I've got one like this. Complete toddler tantrums about this exact stuff and he's 70.

MrsTerryPratchett · 13/05/2024 01:40

WormHasTurned · 02/05/2024 07:28

I think the phrase I can’t do anything right is possibily the most passive-aggressive turn of phrase someone can use. XH said it..a lot. Somehow it twists things so that if you complain about one thing, they imply that you’re overly critical about everything despite how hard they try. It stops any arguments from being resolved because it diverts away from what you’re complaining about to making you defend yourself for being critical. PP accused you of ‘nagging’ - there’s anothe thread where someone asks if they were a nag. Lots of people joining in saying nagging is a misogynistic term and saying nagging is essentially having to ask multiple times for someone to be done. XH used to say ‘stop nagging me’. I said ‘if you’d do it the first time I asked I wouldn’t have to “nag” and ask you repeatedly!’. Note he is an X for many reasons, but his passive-aggressive attitude meant we never resolved anything. He constantly flipped the blame on to me. I asked too much of him apparently. Life is far more peaceful without him living here.

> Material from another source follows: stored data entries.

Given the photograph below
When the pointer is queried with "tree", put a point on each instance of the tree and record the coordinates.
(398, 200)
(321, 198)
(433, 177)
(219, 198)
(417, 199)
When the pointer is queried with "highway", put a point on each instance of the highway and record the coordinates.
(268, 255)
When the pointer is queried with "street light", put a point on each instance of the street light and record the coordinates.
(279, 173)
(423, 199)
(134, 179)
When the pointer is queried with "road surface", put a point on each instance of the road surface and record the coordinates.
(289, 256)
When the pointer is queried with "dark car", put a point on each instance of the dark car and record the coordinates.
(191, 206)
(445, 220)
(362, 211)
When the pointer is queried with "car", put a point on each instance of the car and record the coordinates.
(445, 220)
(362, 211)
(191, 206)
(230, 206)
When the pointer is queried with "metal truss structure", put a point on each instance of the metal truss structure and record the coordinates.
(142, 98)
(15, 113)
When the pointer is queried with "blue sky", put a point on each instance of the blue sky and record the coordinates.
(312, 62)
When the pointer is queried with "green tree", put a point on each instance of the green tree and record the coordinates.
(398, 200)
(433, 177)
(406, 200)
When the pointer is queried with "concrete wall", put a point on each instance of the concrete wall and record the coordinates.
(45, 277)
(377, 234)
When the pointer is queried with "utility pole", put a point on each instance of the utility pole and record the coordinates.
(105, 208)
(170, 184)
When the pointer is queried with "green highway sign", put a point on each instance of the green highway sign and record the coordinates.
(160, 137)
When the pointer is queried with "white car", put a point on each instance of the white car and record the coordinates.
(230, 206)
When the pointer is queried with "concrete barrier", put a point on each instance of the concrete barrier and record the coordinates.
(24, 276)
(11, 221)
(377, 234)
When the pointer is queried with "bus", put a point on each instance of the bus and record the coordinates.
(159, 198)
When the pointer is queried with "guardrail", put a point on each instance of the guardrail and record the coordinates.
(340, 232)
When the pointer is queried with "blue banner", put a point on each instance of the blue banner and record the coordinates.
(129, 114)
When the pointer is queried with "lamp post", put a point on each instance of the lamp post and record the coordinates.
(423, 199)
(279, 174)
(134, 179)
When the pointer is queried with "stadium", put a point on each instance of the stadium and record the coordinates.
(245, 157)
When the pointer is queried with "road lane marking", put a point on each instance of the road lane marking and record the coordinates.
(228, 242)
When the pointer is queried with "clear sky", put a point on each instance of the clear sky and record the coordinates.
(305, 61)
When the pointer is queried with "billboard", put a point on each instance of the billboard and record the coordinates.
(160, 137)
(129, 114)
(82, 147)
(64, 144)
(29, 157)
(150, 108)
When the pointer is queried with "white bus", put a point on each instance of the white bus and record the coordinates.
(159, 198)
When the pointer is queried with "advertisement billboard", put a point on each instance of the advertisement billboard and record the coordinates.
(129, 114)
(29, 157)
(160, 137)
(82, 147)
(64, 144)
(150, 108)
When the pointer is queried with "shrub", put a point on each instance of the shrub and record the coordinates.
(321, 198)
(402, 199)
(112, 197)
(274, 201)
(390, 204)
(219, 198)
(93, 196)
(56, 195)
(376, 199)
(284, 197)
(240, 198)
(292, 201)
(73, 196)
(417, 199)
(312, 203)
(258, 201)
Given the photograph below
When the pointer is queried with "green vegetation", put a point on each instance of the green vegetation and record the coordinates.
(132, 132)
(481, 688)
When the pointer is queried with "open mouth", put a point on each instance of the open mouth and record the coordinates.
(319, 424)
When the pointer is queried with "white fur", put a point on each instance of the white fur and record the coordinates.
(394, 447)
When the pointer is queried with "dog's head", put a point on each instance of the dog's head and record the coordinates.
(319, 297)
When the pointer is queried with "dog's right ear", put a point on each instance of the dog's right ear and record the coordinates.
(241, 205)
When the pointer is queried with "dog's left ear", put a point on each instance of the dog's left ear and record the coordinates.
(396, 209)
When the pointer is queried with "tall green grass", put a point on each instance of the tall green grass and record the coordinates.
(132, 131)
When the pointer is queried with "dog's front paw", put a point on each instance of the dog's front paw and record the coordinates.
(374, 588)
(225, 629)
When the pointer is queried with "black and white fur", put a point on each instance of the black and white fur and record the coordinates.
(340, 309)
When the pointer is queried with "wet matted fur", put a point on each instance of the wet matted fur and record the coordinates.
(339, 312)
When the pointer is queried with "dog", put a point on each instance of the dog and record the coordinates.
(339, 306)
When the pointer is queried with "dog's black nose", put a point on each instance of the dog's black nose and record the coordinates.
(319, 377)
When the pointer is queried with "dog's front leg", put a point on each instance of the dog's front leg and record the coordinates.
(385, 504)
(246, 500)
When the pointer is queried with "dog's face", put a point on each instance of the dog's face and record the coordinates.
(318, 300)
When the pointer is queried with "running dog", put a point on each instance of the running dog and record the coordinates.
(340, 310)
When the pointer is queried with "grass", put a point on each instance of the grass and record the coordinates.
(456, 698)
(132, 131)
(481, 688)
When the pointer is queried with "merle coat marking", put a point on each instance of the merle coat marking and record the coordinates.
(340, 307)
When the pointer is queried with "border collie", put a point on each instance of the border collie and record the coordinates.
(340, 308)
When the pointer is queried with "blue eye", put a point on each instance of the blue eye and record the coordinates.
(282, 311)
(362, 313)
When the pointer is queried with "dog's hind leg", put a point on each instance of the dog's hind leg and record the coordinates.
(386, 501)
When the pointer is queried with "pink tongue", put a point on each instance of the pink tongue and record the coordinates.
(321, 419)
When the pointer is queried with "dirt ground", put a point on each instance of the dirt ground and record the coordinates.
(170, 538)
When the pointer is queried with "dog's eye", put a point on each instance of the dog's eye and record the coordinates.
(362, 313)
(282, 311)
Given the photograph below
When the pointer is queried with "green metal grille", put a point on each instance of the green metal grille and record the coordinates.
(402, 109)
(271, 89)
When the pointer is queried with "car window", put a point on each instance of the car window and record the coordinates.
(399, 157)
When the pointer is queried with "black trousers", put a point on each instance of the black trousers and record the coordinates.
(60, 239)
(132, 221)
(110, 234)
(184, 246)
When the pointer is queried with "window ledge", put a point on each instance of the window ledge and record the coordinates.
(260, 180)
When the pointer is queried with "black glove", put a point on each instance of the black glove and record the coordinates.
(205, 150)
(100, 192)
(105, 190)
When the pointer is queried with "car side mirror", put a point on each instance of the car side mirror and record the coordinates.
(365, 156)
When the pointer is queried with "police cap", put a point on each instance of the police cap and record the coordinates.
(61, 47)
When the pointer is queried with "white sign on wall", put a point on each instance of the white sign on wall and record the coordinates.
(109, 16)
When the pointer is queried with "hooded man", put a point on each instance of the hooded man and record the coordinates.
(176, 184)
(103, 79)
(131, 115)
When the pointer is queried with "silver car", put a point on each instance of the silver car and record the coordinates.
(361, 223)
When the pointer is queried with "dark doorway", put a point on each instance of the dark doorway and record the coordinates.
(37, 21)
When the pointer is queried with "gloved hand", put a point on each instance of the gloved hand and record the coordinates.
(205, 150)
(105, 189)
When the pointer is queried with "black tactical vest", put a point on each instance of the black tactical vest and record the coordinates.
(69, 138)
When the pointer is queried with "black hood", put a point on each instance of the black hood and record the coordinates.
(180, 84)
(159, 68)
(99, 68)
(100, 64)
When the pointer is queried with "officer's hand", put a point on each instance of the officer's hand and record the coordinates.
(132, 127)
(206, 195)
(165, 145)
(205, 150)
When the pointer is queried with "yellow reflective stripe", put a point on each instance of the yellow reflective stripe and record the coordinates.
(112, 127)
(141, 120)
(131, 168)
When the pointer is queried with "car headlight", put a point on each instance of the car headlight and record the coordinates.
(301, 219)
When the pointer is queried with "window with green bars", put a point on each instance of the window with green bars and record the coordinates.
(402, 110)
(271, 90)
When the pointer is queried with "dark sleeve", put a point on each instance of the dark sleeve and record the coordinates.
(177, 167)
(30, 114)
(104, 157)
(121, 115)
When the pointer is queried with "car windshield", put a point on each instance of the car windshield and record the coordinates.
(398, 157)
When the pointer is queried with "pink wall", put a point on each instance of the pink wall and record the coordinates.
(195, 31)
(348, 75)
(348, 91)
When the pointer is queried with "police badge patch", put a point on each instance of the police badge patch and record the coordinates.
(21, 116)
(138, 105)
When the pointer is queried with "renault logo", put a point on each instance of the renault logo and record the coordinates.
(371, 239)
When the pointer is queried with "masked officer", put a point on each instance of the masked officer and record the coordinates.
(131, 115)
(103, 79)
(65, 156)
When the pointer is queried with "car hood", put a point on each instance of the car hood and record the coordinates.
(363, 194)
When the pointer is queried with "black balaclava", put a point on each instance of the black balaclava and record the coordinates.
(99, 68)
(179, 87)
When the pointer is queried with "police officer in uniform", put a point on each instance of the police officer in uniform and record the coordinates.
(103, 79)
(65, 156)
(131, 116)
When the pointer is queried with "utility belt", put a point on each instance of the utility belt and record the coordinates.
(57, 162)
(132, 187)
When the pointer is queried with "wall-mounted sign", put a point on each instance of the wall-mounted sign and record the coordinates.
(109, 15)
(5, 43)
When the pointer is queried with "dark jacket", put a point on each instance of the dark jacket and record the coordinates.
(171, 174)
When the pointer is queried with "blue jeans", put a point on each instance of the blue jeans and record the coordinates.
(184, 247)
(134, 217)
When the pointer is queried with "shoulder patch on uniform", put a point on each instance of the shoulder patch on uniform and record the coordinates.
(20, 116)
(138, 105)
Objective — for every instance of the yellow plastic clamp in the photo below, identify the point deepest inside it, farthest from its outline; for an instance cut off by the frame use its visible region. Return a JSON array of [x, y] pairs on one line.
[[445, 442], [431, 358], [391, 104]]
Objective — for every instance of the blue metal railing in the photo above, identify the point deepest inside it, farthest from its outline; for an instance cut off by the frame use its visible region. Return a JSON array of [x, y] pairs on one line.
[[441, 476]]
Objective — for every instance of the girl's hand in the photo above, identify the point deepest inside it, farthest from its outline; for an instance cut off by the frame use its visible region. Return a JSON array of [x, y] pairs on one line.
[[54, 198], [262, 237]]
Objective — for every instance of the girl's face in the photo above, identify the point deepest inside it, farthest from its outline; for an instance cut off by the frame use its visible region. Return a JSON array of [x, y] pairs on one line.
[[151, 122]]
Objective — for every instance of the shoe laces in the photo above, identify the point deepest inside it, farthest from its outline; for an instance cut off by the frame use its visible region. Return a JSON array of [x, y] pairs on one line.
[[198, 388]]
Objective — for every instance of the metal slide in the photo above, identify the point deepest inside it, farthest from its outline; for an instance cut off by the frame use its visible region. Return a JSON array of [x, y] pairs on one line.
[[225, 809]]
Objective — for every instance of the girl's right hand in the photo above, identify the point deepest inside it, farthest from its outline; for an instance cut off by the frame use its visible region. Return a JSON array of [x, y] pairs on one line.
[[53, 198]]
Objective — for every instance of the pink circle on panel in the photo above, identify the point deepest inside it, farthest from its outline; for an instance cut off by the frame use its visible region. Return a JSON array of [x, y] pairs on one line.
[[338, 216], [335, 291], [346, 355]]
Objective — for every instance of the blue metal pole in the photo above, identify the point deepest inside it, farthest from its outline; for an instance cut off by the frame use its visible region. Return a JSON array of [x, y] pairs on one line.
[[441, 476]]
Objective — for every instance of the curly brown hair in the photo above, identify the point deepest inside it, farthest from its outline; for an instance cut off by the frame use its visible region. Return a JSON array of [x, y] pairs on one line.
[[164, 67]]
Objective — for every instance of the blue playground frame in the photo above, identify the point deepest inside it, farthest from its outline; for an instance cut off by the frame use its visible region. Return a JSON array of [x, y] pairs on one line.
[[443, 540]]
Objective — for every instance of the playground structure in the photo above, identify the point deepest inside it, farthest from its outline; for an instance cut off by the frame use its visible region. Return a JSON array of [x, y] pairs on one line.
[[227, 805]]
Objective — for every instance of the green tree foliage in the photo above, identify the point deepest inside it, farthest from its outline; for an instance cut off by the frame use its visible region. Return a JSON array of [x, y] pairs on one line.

I see your 'can't do anything right' and raise you 'men can't even talk to women any more'. These phrases are always used by wankers. We need stock responses.

"Well no you can't" ironically works for both.

HereToday99 · 13/05/2024 02:06

Mumto5kiddies · 01/05/2024 12:24

I do the shopping, hubby very rarely does. On the way home today from an appointment with one of the kids I asked if he could nip to a supermarket and get some toilet roll(to add he’s the one in the house that spends most of their time on the toilet). He grabbed the toilet roll and came in with a sandwich for him and DD.

I know I’m tired and have a lot going on health wise but I got annoyed that he didn’t even think of calling me and saying do you want a sandwich as I’m buying for myself and DD.

So he’s come in and I’ve said it’s annoyed and upset me that I shop for everybody and make sure I buy for everybody but I didn’t even cross his mind which prompted the child in him to storm into the kitchen and dramatically throw the sandwich away instead of eating it, it wasn’t opened so I took it out and put it in the fridge. He then asked me what my problem was and he can’t do anything right.

If I shop and see something I think he would like I always buy it for him but he pretty much eats anything whereas I’m a picky eater.

Would you be annoyed/upset or AIBU?

Assuming this was at a normal meal time when he knew you would be home when he got there, I would be very annoyed by this.

GoldDuster · 13/05/2024 16:21

neilyoungismyhero · 13/05/2024 01:36

I've got one like this. Complete toddler tantrums about this exact stuff and he's 70.

May this be a portent for your future OP. I personally wouldn't spend a lifetime watching a man throw sandwiches in the bin like a poorly emotionally regulated preschooler, but we all have our choices to make.